Radially symmetric organisms resemble a pie where several cutting planes produce roughly identical pieces. Such an organism exhibits no left or right sides. They have a top and a bottom (dorsal and ventral surface) only.
Symmetry has been important historically in the taxonomy of animals; animals with radial symmetry were classified in the taxon Radiata, which is now generally accepted to be a polyphyletic assemblage of different phyla of the kingdom Animalia. Most radially symmetric animals are symmetrical about an axis extending from the center of the oral surface, which contains the mouth, to the center of the opposite, or aboral, end. This type of symmetry is especially suitable for sessile animals such as the sea anemone, floating animals such as jellyfish, and slow moving organisms such as sea stars (see special forms of radial symmetry).

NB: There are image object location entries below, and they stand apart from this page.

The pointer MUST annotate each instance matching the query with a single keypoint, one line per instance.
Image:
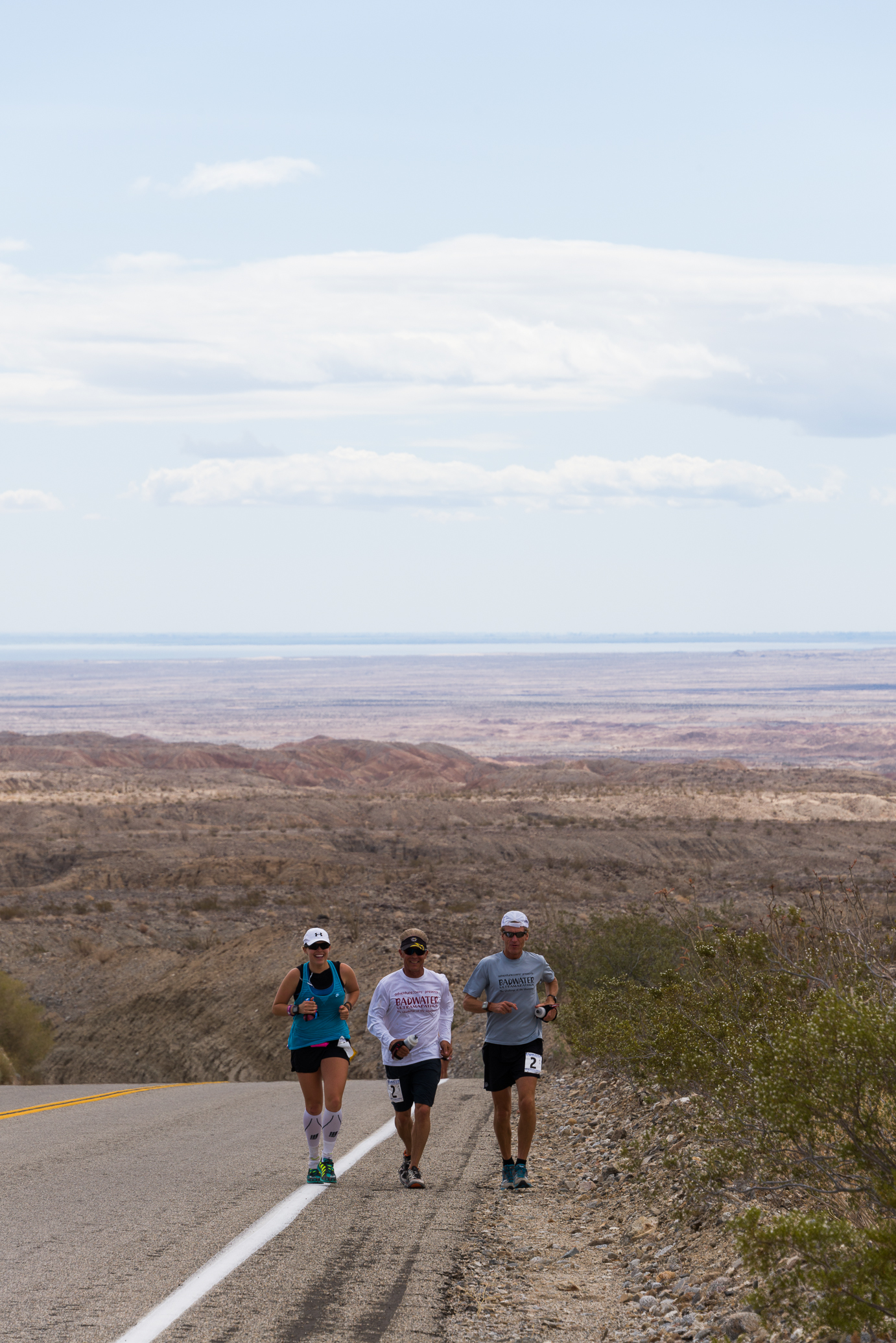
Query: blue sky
(425, 317)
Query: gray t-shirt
(515, 982)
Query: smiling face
(413, 962)
(318, 957)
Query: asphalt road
(106, 1207)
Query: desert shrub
(786, 1037)
(633, 947)
(25, 1034)
(7, 1071)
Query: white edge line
(244, 1246)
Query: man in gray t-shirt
(507, 988)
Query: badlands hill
(152, 895)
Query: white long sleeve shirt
(403, 1006)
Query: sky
(475, 317)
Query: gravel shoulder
(600, 1248)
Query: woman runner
(324, 993)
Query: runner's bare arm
(472, 1004)
(352, 990)
(285, 993)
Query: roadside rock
(743, 1322)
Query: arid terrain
(152, 895)
(813, 707)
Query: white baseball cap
(314, 935)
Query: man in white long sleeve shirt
(413, 1001)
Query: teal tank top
(328, 1025)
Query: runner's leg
(419, 1132)
(527, 1119)
(405, 1126)
(313, 1092)
(501, 1122)
(335, 1075)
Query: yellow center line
(84, 1100)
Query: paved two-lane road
(108, 1206)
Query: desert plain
(169, 830)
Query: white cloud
(239, 175)
(21, 501)
(469, 324)
(245, 174)
(353, 477)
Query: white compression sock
(329, 1128)
(313, 1137)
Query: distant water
(150, 648)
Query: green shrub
(25, 1034)
(635, 947)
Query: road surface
(108, 1206)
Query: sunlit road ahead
(108, 1206)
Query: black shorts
(506, 1064)
(416, 1084)
(308, 1060)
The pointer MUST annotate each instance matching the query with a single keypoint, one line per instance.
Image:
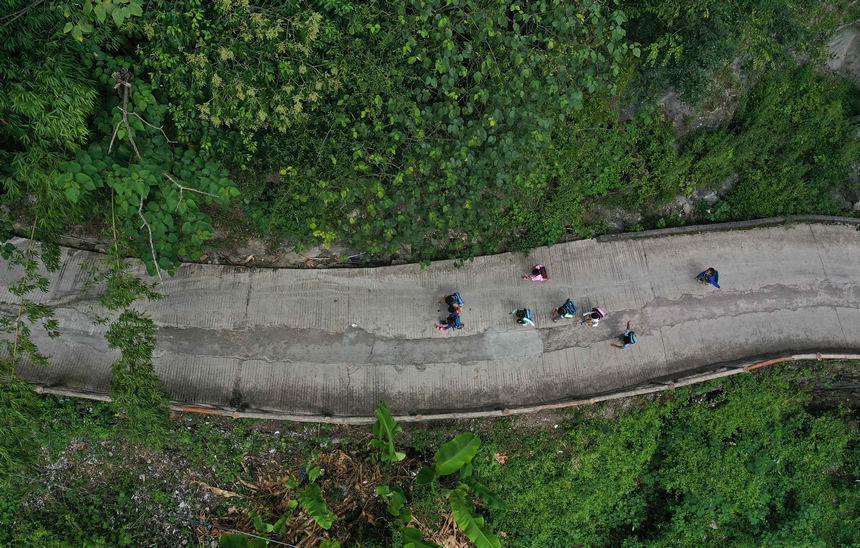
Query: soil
(188, 501)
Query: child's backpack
(540, 270)
(568, 309)
(524, 314)
(455, 298)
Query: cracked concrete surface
(335, 342)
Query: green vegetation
(746, 460)
(789, 141)
(450, 128)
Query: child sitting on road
(454, 302)
(451, 322)
(539, 274)
(709, 276)
(593, 318)
(567, 310)
(524, 316)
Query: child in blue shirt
(710, 276)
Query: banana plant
(456, 457)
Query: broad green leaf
(456, 453)
(471, 523)
(310, 498)
(385, 426)
(425, 476)
(232, 540)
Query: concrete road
(335, 342)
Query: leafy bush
(791, 143)
(739, 462)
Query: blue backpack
(524, 314)
(568, 309)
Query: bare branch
(115, 130)
(152, 126)
(124, 78)
(181, 188)
(151, 245)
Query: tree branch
(151, 245)
(181, 188)
(20, 315)
(152, 126)
(123, 78)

Animals in the phyla cnidaria and echinodermata exhibit radial symmetry, although many sea anemones and some corals exhibit bilateral symmetry defined by a single structure, the siphonoglyph. The echinodermata however have bilaterally symmetric larvae, and are thus classed as bilaterians.
Many flowers and plants are radially symmetric (also known as actinomorphic). Roughly identical petals, sepals, and stamen occur at regular intervals around the center of the flowers. Cases where otherwise cylindrical plant shapes are transformed into helices are described by the term helical growth.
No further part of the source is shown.